合理化・効率化を追求する現代においては何事もシステマチックに進む。自分の軸を確立しないまま、方法論から一つのシステムに乗ってしまうと、第三者が見て問題ない家ができるとしても、自分自身が家づくりを楽しめなくなるかもしれない。

住宅に関する多くのパブリシティ(宣伝)本や、上から目線の啓蒙本に共通しているのは、ある工法、素材、施工者、設計者、業態等々を取り上げて「これが正しい」「これが最高」と主張している点である。
特定の尺度においては、それらの主張は間違っていないと思う。それらの本から様々な有用な情報だって拾い出すことも可能だ。しかしそれぞれが、一神教的に自分が正しい(そして異論を唱える他の人間が間違っている)と主張しあっているために、読者側は惑わされることが少なくないのだ。
他人の理論に振り回されないためには、自分の尺度をできるだけ明瞭にすることが大事だ。妖精ジンは桂子が迷うたびに登場するが、ポイントを教えつつもやはり自分で決めることを示唆する。何が大事かを決めるのはあくまでも施主だということだ。

著者の朝妻さんは建築家・設計事務所との家づくりのお手伝いを事業としているし、そういうシステム(※2)でビジネスしているゆえに、手厳しい人から「本書もこれはこれでパブリシティ本だろう」という指摘があることは想像できる。
ただ、少なくとも「これが一番」といって、特定の業者のやり方を大前提に展開するパブリシティ本よりも、まずは読者(施主)が業者のペースではなく、自分のペースで自分の家のことをよく考えようと導いている点において、良心的であろう。
本書は、家の性能判定や工法や建材などについてまったく具体的に指南していない(笑)。そのことこそが、請け負う側の理屈より発注する側のことを考えている証拠でもある。
朝妻さんはハウスメーカーとは業務関係がないようだが、相談に訪れた人がハウスメーカー向きであることがわかったら、ハウスメーカーにしたほうがいいと助言するという(この段階では朝妻さんにはまったく利益はない)。
建築家・設計事務所との家づくりのことを知らないまま(※3)他のやり方に行ってしまうのが残念と考えているものの、家づくりの仕方は様々だということを前提としている。他にとられまいと引き止める業者よりは誠実ではないか。本書で桂子は結局建築家との対面作業に入ることになるとはいえ、そこにいたるまでの検討・思考は、どんな依頼先との家づくりであっても役に立つことだ。
一施主としての私は、一般論として依頼先は建築家が最高と主張するつもりはまったくないし、依頼先の選定は人それぞれ自由にさせてもらいたいとも思っている。
ただ、最終的にどんな依頼先を選定しようとも、「楽しみたい」のならば、依頼先の選定より前に、できるだけ自分の軸を確立しておくべきだとは施主側全般に伝えたいと思っていて、その点でジンのガイドには太鼓判を押したいのだ。

一部のパブリシティ本の筆者は、自分がよいと考えるやり方に読者(施主)を引き込もうとするあまり、部分的にでも施主の生活慣習や価値観を軽視したり、不安をあおったり、方向転換させようとしたりする言説を展開していることがある。
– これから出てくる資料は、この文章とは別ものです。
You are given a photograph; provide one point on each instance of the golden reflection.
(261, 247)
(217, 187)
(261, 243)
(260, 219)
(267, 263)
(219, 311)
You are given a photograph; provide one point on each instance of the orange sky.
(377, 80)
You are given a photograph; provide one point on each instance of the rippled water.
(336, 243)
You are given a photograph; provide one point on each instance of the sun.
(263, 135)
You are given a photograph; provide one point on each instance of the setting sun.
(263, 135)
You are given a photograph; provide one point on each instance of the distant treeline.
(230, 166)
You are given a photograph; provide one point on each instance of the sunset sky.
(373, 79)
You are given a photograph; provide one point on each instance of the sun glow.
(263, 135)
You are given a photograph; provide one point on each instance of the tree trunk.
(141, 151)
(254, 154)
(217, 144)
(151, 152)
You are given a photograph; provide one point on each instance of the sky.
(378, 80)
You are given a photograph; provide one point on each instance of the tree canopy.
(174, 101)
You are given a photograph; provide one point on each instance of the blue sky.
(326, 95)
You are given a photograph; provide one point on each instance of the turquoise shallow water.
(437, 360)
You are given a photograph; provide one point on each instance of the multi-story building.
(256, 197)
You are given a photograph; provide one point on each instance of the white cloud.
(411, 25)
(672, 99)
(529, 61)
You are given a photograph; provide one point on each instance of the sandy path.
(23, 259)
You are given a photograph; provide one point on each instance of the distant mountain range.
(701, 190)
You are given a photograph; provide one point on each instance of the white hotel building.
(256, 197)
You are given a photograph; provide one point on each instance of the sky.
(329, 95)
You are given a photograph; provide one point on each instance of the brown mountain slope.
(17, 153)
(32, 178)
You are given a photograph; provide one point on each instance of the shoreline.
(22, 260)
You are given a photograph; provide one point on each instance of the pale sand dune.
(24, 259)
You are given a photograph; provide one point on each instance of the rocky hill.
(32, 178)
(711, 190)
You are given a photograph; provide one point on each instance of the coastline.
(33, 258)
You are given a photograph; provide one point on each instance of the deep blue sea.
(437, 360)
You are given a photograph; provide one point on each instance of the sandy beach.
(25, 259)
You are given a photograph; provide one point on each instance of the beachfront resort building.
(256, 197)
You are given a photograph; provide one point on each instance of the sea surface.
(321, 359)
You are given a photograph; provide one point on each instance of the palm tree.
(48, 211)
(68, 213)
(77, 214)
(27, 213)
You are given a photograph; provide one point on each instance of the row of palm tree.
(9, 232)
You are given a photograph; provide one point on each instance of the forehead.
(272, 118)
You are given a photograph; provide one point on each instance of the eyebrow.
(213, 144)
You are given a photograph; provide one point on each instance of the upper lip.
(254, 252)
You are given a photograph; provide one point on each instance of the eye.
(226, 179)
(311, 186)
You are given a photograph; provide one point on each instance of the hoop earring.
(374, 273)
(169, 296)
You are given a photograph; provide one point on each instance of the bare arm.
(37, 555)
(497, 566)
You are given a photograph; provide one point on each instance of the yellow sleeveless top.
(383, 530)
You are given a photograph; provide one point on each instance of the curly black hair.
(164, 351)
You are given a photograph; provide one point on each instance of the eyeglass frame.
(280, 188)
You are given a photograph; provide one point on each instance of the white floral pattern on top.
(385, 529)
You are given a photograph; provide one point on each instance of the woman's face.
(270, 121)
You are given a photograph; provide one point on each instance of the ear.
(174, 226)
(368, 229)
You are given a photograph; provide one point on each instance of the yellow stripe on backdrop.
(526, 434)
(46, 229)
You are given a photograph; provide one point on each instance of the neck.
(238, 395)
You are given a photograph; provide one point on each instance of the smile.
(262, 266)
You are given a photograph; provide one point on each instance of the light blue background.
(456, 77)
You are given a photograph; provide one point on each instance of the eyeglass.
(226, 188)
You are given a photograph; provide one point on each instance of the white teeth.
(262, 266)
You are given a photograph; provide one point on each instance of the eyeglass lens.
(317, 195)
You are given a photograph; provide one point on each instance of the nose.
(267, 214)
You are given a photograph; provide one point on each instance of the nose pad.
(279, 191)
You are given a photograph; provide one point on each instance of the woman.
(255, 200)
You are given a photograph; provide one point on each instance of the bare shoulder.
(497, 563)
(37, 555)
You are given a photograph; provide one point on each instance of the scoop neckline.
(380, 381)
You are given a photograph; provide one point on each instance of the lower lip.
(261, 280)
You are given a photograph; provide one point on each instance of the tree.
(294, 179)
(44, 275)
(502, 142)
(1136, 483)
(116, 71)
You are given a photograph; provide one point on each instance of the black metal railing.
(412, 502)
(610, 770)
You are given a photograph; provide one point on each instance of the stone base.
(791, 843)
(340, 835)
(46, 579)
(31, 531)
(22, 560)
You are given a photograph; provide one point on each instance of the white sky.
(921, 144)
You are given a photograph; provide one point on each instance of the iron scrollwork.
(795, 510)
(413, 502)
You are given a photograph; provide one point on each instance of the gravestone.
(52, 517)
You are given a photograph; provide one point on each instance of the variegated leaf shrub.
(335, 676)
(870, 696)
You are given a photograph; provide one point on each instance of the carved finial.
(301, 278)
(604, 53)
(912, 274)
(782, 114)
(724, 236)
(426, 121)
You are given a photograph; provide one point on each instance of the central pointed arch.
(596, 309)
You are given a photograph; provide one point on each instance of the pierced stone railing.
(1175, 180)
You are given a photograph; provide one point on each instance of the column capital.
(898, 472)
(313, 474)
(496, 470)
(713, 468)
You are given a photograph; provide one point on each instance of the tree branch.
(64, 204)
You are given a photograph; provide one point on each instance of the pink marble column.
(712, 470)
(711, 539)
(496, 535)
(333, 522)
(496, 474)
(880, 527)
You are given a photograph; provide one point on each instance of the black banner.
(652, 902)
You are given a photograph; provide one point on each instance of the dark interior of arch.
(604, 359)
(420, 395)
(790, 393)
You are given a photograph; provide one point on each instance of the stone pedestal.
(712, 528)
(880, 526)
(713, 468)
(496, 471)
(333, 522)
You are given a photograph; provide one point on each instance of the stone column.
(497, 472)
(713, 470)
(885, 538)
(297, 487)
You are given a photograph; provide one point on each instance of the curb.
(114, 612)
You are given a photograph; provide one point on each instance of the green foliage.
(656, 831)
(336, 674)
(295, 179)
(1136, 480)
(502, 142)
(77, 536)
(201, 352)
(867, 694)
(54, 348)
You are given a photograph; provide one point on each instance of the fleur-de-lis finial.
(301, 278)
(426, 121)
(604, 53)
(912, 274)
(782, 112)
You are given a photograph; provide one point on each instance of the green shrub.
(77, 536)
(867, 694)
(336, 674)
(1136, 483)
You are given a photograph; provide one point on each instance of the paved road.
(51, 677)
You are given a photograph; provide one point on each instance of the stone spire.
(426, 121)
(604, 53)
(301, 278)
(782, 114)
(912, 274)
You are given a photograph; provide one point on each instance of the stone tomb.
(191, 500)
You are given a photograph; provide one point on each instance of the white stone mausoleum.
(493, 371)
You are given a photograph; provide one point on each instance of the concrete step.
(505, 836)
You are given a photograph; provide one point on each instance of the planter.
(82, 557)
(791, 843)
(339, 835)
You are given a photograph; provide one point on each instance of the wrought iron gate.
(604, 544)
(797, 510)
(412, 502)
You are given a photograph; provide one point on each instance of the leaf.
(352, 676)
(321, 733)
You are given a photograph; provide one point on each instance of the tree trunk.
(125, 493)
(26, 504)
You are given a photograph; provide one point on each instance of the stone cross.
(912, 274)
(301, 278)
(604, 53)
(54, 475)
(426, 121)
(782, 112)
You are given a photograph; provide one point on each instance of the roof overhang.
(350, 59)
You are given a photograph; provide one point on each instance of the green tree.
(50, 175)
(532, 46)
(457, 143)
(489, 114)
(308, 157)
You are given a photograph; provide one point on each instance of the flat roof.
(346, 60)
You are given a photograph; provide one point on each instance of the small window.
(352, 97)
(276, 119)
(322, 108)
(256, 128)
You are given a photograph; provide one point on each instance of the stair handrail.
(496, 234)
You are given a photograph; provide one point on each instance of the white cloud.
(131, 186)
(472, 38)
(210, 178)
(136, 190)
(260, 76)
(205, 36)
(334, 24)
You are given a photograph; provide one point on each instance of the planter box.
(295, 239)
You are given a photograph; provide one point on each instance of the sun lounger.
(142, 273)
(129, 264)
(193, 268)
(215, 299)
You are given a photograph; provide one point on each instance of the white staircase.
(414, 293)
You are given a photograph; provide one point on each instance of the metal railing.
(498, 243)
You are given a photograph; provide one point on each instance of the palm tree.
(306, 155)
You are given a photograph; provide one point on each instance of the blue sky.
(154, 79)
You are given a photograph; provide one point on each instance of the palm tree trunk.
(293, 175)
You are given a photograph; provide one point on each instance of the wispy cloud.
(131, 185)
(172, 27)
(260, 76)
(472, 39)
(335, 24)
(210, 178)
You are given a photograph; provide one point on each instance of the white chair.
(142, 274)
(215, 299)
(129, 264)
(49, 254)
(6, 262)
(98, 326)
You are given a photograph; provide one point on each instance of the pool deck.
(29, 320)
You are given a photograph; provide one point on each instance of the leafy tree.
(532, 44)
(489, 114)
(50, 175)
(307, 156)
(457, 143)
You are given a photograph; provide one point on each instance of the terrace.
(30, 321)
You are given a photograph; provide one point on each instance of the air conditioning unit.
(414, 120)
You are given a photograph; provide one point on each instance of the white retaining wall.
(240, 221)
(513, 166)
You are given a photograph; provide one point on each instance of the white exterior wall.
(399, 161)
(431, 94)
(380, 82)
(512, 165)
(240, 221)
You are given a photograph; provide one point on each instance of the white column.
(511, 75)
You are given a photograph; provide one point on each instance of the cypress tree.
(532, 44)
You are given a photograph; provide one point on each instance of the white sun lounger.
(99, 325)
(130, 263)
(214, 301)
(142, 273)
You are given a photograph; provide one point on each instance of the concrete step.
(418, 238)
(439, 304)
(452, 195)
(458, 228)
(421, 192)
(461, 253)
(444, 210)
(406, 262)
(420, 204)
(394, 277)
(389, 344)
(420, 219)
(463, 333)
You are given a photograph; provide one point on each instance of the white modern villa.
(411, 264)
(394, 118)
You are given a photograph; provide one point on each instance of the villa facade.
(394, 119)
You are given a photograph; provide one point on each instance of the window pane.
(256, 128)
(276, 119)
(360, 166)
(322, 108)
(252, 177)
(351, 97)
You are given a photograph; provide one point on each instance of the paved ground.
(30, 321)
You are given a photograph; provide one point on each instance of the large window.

施主は家づくりにおいては経験不足かもしれないが、自分の普段の暮らしにおいてはしっかりと経験を積んでいる。家の性能面の一般的評価なんぞものともせず、すばらしい生活をしている人もいる(こういう人とかこういう人)。
そういう暮らしの達人とは言わないまでも、ちゃんと生活している人に気に入った生活パターンを変えさせようと導くのは的外れな説教に近い。
私はある工務店主の書いた本を読んで、ハードとしては品質の高い家を建てるだろうと感想を持ったが、子育てや家族のコミュニケーションに対する考え方がかなりズレていたので「依頼先としては不適」と判断した。いくら性能が良くても、自分と異なる生活様式を優と決め付けた理論を元にした構造や間取りを押し付けられるのはゴメンだからだ。
ほんとうにくどいけれども、楽しんで家を建てるには、依頼先となる業者・業界人の論理・尺度を前提に自分が合わせるのではなく、自分の論理・価値観をまずは尊重(※4)してくれる依頼先を探すという順序であるべきなのだ。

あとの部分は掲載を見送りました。